I am stuck at this point. Not quite sure where to go since I can't even find the volume for the particular VM's as listed in the vSphere Client.
Hi there.
Do you know in which datastore were this VMs located before the outage? Maybe an "esxcli storage core adapter rescan" will bring the datastore back.
You need to find the VMX files of the Inaccessible VMs, so try searching them in other datastores. You are well located in the VMFS folder. Maybe a grep would help you to find the VMs files, or maybe searching from the UI "browse datastore" view
it has been a few years since those VMs were set up, but I believe I have an idea which one they were on (BDGI3).
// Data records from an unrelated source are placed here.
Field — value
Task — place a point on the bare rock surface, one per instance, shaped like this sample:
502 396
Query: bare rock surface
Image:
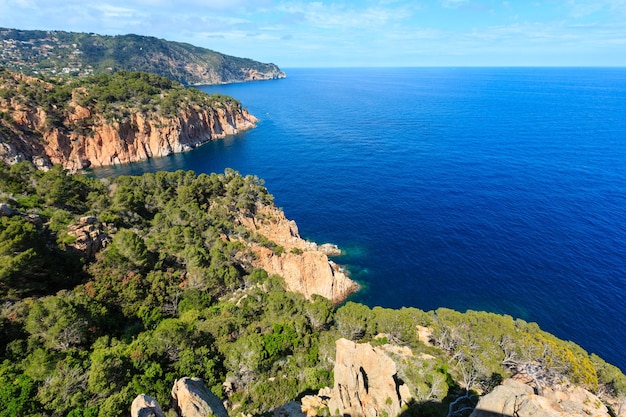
193 399
514 398
145 406
89 236
305 268
366 384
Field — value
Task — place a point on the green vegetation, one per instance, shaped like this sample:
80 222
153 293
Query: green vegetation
111 98
174 294
68 54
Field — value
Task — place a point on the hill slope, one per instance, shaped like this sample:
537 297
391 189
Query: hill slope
108 119
68 53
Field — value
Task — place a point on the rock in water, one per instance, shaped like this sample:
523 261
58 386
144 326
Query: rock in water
145 406
193 399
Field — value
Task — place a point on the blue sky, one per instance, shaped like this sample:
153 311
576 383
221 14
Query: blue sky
294 33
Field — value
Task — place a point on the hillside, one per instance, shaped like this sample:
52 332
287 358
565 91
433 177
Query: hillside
120 287
108 119
54 53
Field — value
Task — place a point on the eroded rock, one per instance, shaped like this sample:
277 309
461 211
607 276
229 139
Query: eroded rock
514 398
305 268
145 406
193 399
366 384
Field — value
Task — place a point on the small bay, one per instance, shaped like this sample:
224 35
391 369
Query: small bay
497 189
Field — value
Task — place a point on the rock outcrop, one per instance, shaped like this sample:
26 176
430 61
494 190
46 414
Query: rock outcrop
88 236
145 406
305 268
366 384
193 399
85 138
514 398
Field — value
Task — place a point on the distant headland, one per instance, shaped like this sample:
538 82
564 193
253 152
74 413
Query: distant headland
59 53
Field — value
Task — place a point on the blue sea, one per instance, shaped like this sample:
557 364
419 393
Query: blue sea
497 189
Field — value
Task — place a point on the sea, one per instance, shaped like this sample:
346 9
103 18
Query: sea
494 189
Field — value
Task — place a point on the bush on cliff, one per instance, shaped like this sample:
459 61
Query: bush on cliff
174 295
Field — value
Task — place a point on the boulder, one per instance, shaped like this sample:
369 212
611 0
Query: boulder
366 382
88 236
514 398
193 399
145 406
5 210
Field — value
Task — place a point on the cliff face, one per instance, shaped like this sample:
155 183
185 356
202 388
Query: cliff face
142 137
304 266
514 398
86 138
52 53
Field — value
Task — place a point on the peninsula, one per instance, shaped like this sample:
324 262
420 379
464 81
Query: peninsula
71 54
108 119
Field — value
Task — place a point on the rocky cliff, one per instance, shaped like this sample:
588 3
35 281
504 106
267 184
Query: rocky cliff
304 266
514 398
79 133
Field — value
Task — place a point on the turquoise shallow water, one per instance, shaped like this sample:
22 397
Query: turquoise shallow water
499 189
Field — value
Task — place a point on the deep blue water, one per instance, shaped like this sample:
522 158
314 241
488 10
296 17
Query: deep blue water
470 188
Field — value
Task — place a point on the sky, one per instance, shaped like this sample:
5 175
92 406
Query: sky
346 33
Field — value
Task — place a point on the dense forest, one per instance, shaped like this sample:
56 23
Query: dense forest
167 290
71 54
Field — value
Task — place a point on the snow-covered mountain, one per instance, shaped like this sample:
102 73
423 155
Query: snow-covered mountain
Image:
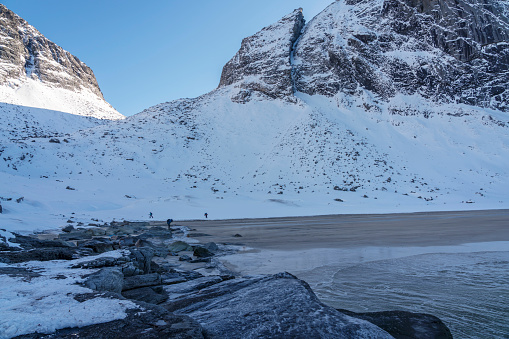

I did a rescan from VSphere Client (RescalAll HBAs & RescanVMFS), but no change.
I did run a search in the /volumes folder for all *.vmx. I do not see any of the ones that show up as inaccesible there I used the find command in SSH to do this. It is odd to me that the volume that shows in the first image: 554cb8a-2f526e1f-acb0-60eb6920d734 is nowhere to be found.
**EDIT** No drives have gone missing during this outage, so I would expect to see that volume under vmfs/volumes
Please run vmkfstools -V (Please note that it is an upper-case -V) from the host's command line to do a rescan, and then check the vmkernel.log to see whether it logs helpful entries.
André
Here are the only messages I get in the vmkernel.log file after running that command:
Doesn't seem like a whole lot to go on
hey, hope you are doing fine?
Are you using SAN/FC, NAS or iSCSI?
how are the vmhbas of the host?
ISCSI for the 2 (Diskstation / ReadyNAS), the rest are internal drives on the server.
I pulled all of the drives (none showing error) and loaded DiskInternals Recovery tool. Then mounted them individually in an Insignia USB Disk Docking station (whatever it is called lol). Looks like one of the drives showed up properly and one did not. I think somehow the file system is corrupted because it shows like this:
The BDGI matches with the server. There should actually be a BDGI4 (which I had forgotten about). That one is now showing up as the one in yellow above. All other drives show up properly as BDGI1, BDGI3, and BDGISSD1 when mounted in the docking station.
So - I'm hoping this tool can recover something. But, are there other options?
well, I went a different route to try to recover data but still at a loss
I did the following:
I initially tried just vmfs-fuse, but wasn't 100% sure it was a VMFS version 5 volume, so I tried 6. You can see that neither works And - when I try then, then the /dev/sdb1 seems to disappear.
I REALLY need to get the data off here, but it seems like ESXi corrupted something. Any other ideas?
Hi
have you tried with vmfs-tools for vmfs 5 ?
Anyway - if the data is important dump the first 2 gb of /dev/sdb to file and provide a download.
dd if=/dev/sdb of=amueller.2048 bs=1M count=2048
How did the results from Diskinternals look like ?
Ulli
I tried vmfs-tools for 5 first (before the image was created), but you can see my last command was using version 5 (or I believe it was anyway). To get the original set of tools on there I just ran a
$ sudo apt-get install -y vmfs-tools
After I couldn't get that to work, I did the same command except vmfs6-tools. Then I ran vmfs6-fuse (instead of vmfs-fuse). So - i think I've tried both... but I'm a windows guy mostly, so I barely know what I am doing with Linux.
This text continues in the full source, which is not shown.